Slide 12 http://finds.org.uk

This is the home page of the online database which now has records of 925,000 finds from across England and Wales.

Slide 13

This is a record.

Slide 14 Research using PAS data

• Listed on http://finds.org.uk/research

• 416 Research projects

• 183 dissertations (61 undergraduate, 121

master’s)

• 93 PhDs

• 17 research-council funded projects

(AHRC, Leverhulme, ERC etc.)

• 88 personal research projects

I would now like to talk about some of the research that is coming out of the Scheme.

Slide 15 21 December 2014:

The Lenborough hoard

Of course not many finds have such fascinating personal stories attached to them and I end with showing the latest major find to come through the Treasure Act. Four days before Christmas the Finds Liaison Officer (FLO) for the Portable Antiquities Scheme in Bucks was invited to record the finds made by detectorists at a metal detecting rally at Lenborough, just south of Buckingham. Within half an hour of arriving and setting up her recording table, news came that something interesting had been found! As the light went at the end of the day a hoard of more than 5,000 silver coins, wrapped in a damaged lead parcel, had been excavated. The coins had been piled onto a thin rectangle of lead sheet with cut edges. The longer edges had then been lifted and folded over on themselves and the ends pinched together to make an elliptical parcel. Through the damage on the upper surface a tightly packed, jumble of coins could be seen. They did not appear to have been laid in any order and there was no trace of, or room for them to have been in leather pouches. This was a rescue job and Ros, as our sole FLO at event with about a hundred

metal detector users, did a heroic job in the circumstances and ensured that all the coins were recovered. Click The coins are in excellent condition and have been cleaned by in the British Museum and a report prepared for the Coroner by Gareth Williams, Curator of Early Medieval Coins at the British Museum. They are all silver pennies of Ethelred the Unready and Cnut, and it is the largest hoard of Anglo-Saxon coins to have been discovered since the Cuerdale hoard of 1839 – most of which was dispersed before it could be recorded.

Slide 16

PAS has had a roller coaster ride since it was founded in 1997. In 2002 the 11 pilot schemes were was within three weeks of being wound down before news of the lottery grant came through which enabled a national scheme to be established. In 2008 our then parent body, the Museums, Libraries and Archives Council responded to a cut in its funding by seeking close it down, with the result that we had to launch a public campaign to support it – here is some of the reporting …

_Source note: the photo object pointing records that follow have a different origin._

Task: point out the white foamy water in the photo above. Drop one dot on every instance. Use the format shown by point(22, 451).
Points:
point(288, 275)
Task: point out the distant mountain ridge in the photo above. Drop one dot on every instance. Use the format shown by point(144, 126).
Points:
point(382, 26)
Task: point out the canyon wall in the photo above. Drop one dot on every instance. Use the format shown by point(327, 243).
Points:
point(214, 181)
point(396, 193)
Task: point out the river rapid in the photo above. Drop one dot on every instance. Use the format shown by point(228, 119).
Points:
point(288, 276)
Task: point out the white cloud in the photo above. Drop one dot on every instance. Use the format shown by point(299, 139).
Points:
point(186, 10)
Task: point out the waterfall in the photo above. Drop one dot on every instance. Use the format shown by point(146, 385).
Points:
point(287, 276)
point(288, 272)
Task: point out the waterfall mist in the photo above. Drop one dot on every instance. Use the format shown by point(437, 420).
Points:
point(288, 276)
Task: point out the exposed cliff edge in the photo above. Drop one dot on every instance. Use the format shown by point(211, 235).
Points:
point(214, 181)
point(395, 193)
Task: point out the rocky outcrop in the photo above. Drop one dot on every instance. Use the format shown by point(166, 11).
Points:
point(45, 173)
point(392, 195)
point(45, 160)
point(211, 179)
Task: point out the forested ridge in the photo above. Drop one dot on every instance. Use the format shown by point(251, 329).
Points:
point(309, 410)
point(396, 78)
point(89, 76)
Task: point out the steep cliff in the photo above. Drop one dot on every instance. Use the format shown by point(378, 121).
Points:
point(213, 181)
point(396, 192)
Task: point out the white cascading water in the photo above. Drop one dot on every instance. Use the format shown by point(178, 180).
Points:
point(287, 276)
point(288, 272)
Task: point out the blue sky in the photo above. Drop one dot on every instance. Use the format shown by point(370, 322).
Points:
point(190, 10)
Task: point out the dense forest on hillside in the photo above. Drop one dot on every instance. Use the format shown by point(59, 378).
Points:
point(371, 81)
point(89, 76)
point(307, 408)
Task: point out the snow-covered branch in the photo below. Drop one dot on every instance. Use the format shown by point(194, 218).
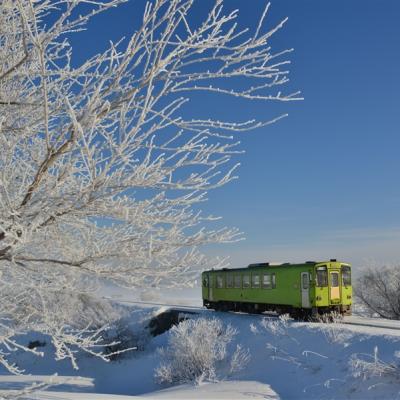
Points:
point(103, 165)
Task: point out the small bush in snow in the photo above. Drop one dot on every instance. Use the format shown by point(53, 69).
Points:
point(378, 291)
point(197, 349)
point(333, 330)
point(276, 326)
point(367, 366)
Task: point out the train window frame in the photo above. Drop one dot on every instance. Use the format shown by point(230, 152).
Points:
point(305, 281)
point(253, 283)
point(337, 282)
point(229, 281)
point(237, 281)
point(267, 281)
point(321, 272)
point(346, 275)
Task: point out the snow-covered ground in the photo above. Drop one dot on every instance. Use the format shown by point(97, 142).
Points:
point(289, 360)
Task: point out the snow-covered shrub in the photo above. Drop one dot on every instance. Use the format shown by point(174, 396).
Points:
point(197, 350)
point(276, 326)
point(367, 366)
point(378, 291)
point(333, 330)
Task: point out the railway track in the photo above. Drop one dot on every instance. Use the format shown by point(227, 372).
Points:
point(347, 320)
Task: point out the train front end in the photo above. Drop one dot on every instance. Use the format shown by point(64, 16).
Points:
point(333, 290)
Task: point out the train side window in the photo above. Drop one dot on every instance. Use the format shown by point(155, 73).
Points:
point(267, 281)
point(238, 281)
point(306, 281)
point(346, 275)
point(334, 279)
point(255, 280)
point(322, 277)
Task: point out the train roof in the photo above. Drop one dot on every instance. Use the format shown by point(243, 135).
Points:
point(274, 265)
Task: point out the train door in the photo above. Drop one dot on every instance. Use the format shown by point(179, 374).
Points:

Slide 17 PAS saved! (2008)

And that achieved a successful result. In 2011 the Scheme was transferred to the BM which I hoped would provide stability, although we had to transfer responsibility for funding the Scheme in Wales to the Welsh Assembly Government and I am delighted that they have picked it up. Unfortunately, we have not been immune from the cuts that the Museum has had in its Government grant and have just suffered a 6% cut. It was only possible to confirm all the contracts for the 42 posts with the partner organisations which employ them last week and we expect the BM’s Government grant to continue to decline. This will create real challenge to ensure the continuation of the Scheme as a national programme in the future – although the demand for it continues to grow. Thank you very much.